In the partition editor’s window that opens, set the Mount Point to /boot/efi, then click OK. Do not modify any other option in this window.
All should now be set, and you may click Next.
This shows you a summary of all the tasks the installer is going to perform. If you agree, click Next.
Boot Into Your New Dual-boot System And Update GRUB
After installation has completed, attempting to reboot into your new dual-boot system will first take you to the GRUB menu, which will be just like the one in Figure 14. Notice that there’s no entry for the Windows 10 boot manager, so it won’t be possible to boot into Windows 10 from here.
We’ll correct that in a moment. Right now, boot into your new installation of Manjaro. Once logged in, open the terminal application, then type sudo update-grub. The output should match that shown below.
Generating grub configuration file ... Found background: /usr/share/grub/background.png Found Intel Microcode image Found linux image: /boot/vmlinuz-4.4-x86_64 Found initrd image: /boot/initramfs-4.4-x86_64.img Found initrd fallback image: /boot/initramfs-4.4-x86_64-fallback.img Found Windows Boot Manager on /dev/sda2@/EFI/Microsoft/Boot/bootmgfw.efi Found memtest86+ image: /boot/memtest86+/memtest.bin done
After that, rebooting the computer will show a GRUB boot manager interface with an entry for Windows 10, besides the entries for Manjaro Linux. And GRUB will still remain the default boot manager. After making sure that you can still boot into Manjaro, boot into Windows 10 also. If you did all as specified in this article, you should be able to boot into both systems. Enjoy your dual-boot system running Manjaro 16.10 and Windows 10.
Finid, isn’t recommended to create a separate boot/efi partition for Manjaro?
If you’re dual-booting with Windows, that partition already exists, so you just need to point the installation of Manjaro to that partition.

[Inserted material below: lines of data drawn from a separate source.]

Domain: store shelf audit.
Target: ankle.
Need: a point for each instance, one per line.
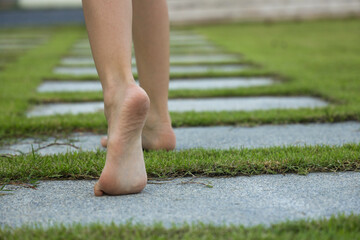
(114, 92)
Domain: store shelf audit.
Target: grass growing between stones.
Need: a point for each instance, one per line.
(195, 162)
(336, 227)
(324, 64)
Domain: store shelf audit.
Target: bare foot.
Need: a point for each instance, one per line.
(156, 135)
(124, 171)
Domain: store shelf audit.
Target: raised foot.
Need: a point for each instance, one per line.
(124, 171)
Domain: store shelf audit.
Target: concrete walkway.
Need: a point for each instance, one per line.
(264, 199)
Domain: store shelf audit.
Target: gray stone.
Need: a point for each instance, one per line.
(79, 71)
(201, 83)
(196, 104)
(264, 199)
(174, 59)
(219, 137)
(16, 46)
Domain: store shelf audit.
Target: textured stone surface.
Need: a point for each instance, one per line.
(264, 199)
(212, 138)
(79, 71)
(174, 59)
(205, 83)
(196, 104)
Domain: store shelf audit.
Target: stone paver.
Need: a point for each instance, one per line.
(201, 83)
(264, 199)
(217, 137)
(195, 104)
(174, 59)
(191, 69)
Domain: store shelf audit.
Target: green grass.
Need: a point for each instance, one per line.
(323, 64)
(195, 162)
(336, 227)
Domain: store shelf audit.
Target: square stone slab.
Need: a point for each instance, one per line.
(175, 84)
(196, 104)
(190, 69)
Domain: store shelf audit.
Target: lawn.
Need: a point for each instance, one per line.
(317, 58)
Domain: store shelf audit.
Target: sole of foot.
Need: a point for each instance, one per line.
(124, 171)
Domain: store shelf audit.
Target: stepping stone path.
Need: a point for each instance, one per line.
(195, 104)
(264, 199)
(215, 137)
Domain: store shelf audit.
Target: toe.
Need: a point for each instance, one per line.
(97, 190)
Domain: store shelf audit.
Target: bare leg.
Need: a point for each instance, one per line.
(151, 41)
(126, 104)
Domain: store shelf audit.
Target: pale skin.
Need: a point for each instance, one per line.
(137, 116)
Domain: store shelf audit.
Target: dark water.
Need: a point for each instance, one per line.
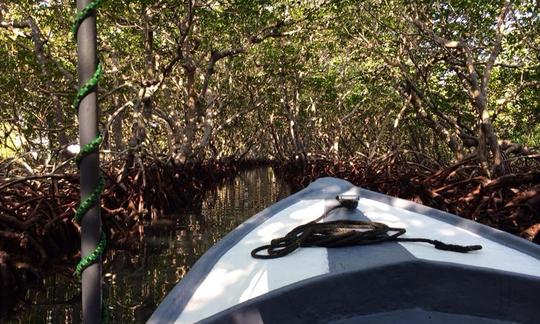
(137, 279)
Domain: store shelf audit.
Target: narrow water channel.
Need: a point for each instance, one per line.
(136, 280)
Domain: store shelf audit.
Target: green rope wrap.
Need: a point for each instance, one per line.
(92, 147)
(88, 86)
(82, 15)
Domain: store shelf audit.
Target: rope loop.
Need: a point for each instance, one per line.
(341, 233)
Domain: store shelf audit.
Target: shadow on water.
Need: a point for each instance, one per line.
(136, 280)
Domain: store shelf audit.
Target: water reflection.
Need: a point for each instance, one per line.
(139, 278)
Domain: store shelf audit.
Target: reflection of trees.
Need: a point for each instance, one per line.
(138, 278)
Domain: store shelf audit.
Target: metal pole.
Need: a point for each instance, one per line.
(89, 167)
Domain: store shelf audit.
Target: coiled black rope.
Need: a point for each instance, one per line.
(340, 233)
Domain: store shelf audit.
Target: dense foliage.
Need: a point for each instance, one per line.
(287, 80)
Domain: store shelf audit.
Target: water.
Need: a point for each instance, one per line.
(138, 278)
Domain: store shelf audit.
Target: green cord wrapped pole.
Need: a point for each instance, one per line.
(88, 214)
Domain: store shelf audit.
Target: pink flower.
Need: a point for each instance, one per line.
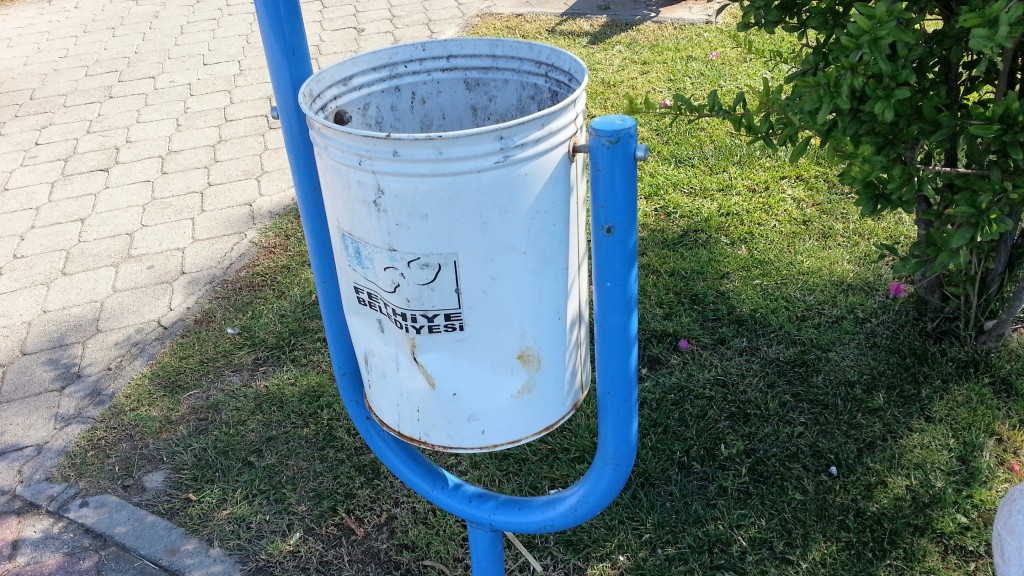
(897, 290)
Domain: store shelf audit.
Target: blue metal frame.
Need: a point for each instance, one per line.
(613, 156)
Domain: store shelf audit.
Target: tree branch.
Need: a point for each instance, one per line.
(1008, 64)
(951, 171)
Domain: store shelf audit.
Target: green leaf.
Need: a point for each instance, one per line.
(962, 237)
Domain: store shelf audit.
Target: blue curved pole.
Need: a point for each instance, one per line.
(612, 150)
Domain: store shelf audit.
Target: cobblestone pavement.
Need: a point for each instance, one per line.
(137, 160)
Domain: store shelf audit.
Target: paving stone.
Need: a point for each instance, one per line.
(154, 148)
(20, 305)
(16, 222)
(10, 160)
(251, 92)
(52, 152)
(35, 174)
(81, 564)
(208, 101)
(122, 105)
(178, 183)
(193, 62)
(33, 374)
(31, 271)
(188, 288)
(90, 161)
(274, 182)
(18, 141)
(143, 86)
(48, 239)
(10, 527)
(100, 140)
(156, 129)
(77, 289)
(10, 341)
(219, 222)
(7, 245)
(210, 85)
(102, 352)
(41, 106)
(44, 538)
(64, 210)
(27, 123)
(194, 138)
(113, 222)
(188, 159)
(254, 126)
(78, 97)
(24, 198)
(239, 148)
(87, 183)
(107, 66)
(122, 197)
(11, 462)
(170, 236)
(124, 120)
(161, 112)
(232, 170)
(151, 536)
(207, 254)
(98, 81)
(272, 160)
(274, 138)
(64, 327)
(67, 131)
(135, 306)
(163, 95)
(131, 172)
(43, 494)
(137, 272)
(203, 119)
(97, 253)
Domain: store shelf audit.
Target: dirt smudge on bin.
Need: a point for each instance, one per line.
(530, 363)
(423, 369)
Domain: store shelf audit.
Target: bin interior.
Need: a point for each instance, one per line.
(435, 99)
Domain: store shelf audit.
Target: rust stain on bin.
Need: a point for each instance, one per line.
(487, 448)
(423, 369)
(530, 363)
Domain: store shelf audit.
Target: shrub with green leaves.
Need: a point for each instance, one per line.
(919, 103)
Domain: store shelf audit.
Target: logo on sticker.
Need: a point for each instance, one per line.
(417, 293)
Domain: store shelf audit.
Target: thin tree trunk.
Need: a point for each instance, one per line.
(994, 334)
(1003, 252)
(928, 287)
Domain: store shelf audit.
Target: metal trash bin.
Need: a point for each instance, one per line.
(457, 213)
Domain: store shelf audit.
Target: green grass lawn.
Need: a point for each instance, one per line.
(801, 362)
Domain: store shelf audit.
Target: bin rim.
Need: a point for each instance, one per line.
(566, 101)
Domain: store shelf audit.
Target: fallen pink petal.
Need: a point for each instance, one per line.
(897, 290)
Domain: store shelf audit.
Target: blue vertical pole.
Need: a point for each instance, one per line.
(613, 156)
(613, 217)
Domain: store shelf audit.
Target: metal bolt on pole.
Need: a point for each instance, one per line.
(613, 156)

However, if you’re doing a standalone installation, then you’ll need to create a boot/EFI partition.
I see, but according to this guide it can lead to problems since Windows thinks the ESP is theirs: https://forum.manjaro.org/t/wiki-windows-10-manjaro-dual-boot-step-by-step/52668
I’ve never had such a problem, but then, I don’t use Windows at all. That said, nobody using my guides to set up a Windows-Linux dual-boot system has come back complaining about Windows deleting the Linux boot files in the ESP.

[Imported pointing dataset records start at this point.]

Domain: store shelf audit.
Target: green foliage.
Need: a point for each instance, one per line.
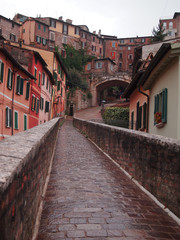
(74, 62)
(158, 33)
(117, 116)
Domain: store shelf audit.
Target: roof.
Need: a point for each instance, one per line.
(8, 19)
(16, 64)
(59, 59)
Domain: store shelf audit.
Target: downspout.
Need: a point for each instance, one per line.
(147, 112)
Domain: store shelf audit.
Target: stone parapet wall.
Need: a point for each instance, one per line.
(25, 159)
(154, 161)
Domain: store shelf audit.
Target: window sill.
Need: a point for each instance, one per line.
(160, 125)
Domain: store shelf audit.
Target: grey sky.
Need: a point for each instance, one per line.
(123, 18)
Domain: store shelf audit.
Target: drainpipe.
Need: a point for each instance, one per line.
(147, 113)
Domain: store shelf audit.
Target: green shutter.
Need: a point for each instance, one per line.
(25, 122)
(21, 85)
(27, 90)
(144, 115)
(2, 72)
(16, 120)
(164, 105)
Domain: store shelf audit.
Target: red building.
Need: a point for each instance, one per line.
(34, 63)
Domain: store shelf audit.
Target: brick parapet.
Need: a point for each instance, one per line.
(154, 161)
(24, 166)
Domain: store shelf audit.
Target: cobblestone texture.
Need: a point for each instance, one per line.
(88, 197)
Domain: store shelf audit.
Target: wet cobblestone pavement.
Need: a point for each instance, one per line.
(88, 197)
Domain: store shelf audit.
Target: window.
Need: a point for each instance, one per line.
(19, 85)
(15, 120)
(58, 85)
(1, 71)
(12, 37)
(8, 117)
(25, 122)
(76, 30)
(130, 56)
(44, 41)
(47, 83)
(52, 36)
(65, 28)
(143, 40)
(64, 39)
(98, 65)
(171, 25)
(37, 106)
(33, 103)
(39, 81)
(89, 66)
(35, 73)
(160, 107)
(164, 25)
(113, 44)
(52, 23)
(46, 106)
(43, 78)
(27, 90)
(132, 120)
(41, 103)
(9, 79)
(38, 39)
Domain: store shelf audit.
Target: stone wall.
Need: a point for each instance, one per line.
(154, 161)
(25, 159)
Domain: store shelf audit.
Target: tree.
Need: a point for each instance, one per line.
(158, 33)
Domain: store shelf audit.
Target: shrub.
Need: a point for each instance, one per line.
(117, 116)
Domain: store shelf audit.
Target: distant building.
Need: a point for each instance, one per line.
(9, 29)
(171, 26)
(15, 83)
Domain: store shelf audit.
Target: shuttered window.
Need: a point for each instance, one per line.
(46, 106)
(1, 71)
(132, 120)
(8, 117)
(9, 79)
(15, 120)
(25, 122)
(37, 106)
(27, 90)
(160, 107)
(19, 85)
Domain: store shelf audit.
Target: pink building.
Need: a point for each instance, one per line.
(47, 83)
(14, 95)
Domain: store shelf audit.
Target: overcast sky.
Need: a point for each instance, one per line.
(122, 18)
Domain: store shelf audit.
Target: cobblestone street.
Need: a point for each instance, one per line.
(89, 197)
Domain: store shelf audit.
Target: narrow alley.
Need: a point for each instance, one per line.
(89, 197)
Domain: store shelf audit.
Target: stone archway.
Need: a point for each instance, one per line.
(103, 83)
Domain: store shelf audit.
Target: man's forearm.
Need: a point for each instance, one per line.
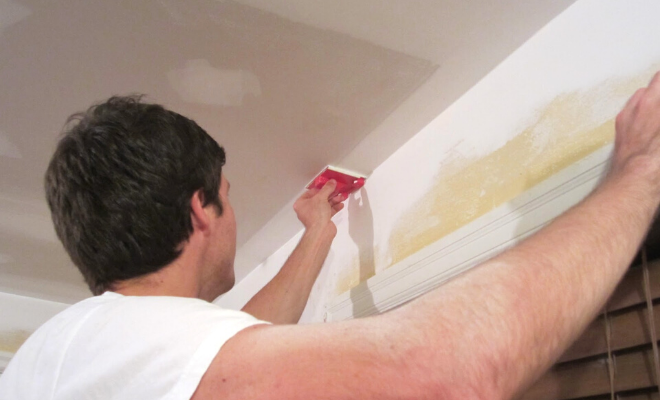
(511, 318)
(283, 299)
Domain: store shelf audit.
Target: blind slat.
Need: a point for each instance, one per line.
(629, 329)
(590, 378)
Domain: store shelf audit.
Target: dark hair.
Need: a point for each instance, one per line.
(120, 183)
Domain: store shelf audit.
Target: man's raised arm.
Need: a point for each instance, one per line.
(488, 333)
(283, 299)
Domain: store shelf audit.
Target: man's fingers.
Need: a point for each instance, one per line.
(328, 188)
(655, 81)
(337, 199)
(336, 208)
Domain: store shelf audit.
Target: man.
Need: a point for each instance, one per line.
(487, 334)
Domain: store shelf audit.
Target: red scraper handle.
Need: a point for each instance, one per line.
(346, 183)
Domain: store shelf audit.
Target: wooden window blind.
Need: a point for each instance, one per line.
(617, 356)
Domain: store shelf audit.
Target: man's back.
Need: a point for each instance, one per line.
(113, 346)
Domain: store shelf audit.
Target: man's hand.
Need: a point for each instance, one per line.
(283, 300)
(637, 143)
(315, 208)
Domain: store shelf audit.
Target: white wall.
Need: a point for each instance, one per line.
(547, 106)
(20, 317)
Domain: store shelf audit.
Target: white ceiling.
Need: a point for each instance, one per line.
(287, 86)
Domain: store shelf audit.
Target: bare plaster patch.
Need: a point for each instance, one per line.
(12, 12)
(200, 83)
(564, 132)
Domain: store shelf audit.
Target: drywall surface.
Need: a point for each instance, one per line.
(21, 316)
(548, 105)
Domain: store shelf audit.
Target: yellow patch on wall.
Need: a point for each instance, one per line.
(465, 189)
(10, 341)
(561, 136)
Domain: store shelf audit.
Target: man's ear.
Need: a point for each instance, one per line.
(198, 215)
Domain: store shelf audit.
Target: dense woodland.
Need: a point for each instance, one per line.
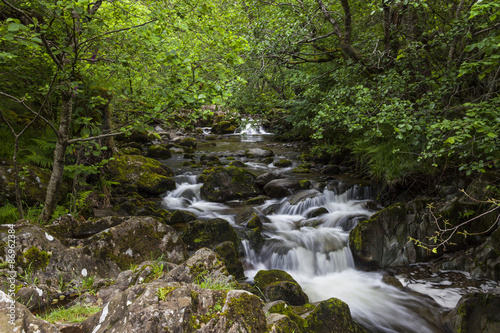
(408, 89)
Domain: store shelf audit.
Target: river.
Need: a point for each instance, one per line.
(314, 250)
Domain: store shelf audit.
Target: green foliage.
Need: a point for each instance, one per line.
(74, 314)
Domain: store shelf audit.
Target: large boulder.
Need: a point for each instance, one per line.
(149, 175)
(229, 183)
(224, 127)
(15, 317)
(183, 308)
(258, 153)
(279, 188)
(135, 240)
(331, 315)
(279, 285)
(384, 239)
(42, 258)
(35, 181)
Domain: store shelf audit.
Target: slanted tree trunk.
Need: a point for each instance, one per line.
(59, 154)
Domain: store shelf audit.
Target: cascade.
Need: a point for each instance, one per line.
(312, 246)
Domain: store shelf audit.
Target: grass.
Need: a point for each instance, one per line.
(75, 314)
(215, 283)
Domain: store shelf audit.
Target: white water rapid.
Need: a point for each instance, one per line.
(308, 237)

Ok, thanks. According to other sources this was a problem before grub 2.00 https://unix.stackexchange.com/questions/49165/can-grub2-share-the-efi-system-partition-with-windows
That guy has the wrong setup, because if you’re dual-booting using 2 hard drives, it doesn’t make sense to set up the operating systems to share an EFI boot partition. Each drive/OS should have its own EFI partition..
I’m updating Windows 10 right now and will post by tomorrow if I have any issues booting the Linux Mint on the same laptop.
So on my dual-boot system running Windows 10 and Linux Mint 18.2, I just upgrade Windows 10 to the very latest, Linux Mint to 18.3, and no issues so far. Both systems booted just fine. From Mint, the output of ls /boot/efi/EFI shows:
> Boot fedora Microsoft ubuntu
As you can guess, an edition of Fedora used to reside on the same hard drive.
You also should disable fast startup and hybrid sleep in Windows.